Pentagon Walls Off Head Drug Study

All kinds of folks -- ranging from Army Vice Chief of Staff Gen. Peter Chiarelli to individual soldiers and their families -- have expressed serious concern about the growing use and abuse of prescription drugs by troops engaged in combat over the past decade.

But until recently it has been hard to quantify the extent of the problem: How many troops have been prescribed head drugs, by type and dosage?

It looks like someone has finally answered that question, but the Defense Department does not want me (or you) to know.

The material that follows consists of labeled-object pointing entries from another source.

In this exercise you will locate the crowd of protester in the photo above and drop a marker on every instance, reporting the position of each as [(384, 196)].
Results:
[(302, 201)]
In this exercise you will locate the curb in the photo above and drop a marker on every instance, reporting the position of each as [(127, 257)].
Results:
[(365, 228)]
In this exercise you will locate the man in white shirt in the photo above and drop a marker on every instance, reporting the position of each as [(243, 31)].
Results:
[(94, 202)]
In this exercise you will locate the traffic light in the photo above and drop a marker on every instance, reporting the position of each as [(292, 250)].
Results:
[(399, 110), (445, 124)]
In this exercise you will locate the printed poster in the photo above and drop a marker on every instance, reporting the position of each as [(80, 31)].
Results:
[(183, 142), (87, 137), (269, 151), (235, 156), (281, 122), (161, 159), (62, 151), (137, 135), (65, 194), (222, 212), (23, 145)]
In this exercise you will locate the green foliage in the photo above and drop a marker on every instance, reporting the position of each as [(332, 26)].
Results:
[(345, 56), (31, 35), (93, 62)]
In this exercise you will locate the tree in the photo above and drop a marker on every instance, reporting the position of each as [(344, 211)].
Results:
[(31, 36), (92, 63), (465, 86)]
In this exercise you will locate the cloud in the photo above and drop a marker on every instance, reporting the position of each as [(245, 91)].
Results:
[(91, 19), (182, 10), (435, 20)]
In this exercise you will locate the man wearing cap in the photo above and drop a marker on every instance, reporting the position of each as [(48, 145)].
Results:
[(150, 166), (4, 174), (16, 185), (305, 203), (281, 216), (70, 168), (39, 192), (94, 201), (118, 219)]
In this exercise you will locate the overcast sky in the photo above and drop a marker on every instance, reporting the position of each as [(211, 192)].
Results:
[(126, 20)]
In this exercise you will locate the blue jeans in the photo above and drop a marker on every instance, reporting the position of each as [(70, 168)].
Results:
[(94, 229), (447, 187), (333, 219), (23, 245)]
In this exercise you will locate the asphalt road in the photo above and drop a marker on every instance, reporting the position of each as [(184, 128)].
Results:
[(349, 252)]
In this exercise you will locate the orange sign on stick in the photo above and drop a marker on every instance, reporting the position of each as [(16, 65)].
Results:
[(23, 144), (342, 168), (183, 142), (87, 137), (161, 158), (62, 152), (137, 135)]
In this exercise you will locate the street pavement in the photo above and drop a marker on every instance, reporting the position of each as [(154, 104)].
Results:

The Defense Health Board, an advisory committee to the Secretary of Defense, has a Psychotropic Medication and Complementary and Alternative Medicine Use Work Group subcommittee which has been poking around the head drug use issue for what looks like about a year.

At a meeting of the Defense Health Board last month, that subcommittee delivered a report on its head drug work. This included the tantalizing fact that a study had been done on the in-theater use of psychotropic drugs over a three and a half year period with information drawn from the Theater Data Medical Store database.

The report also said an Army Mental Health Advisory Team had collected data on medication use in theater, another way to get a handle on head drug use.

I asked both the Pentagon press desk and a contract spokeswoman for the Defense Health Board for these reports as well as transcripts of the meetings where they were discussed.

The answer to this polite query: The ins and outs of the rules on federal advisory subcommittees means that the Defense Health Board does not have to give me the information I requested.

I think Defense is trying to hide an awful truth.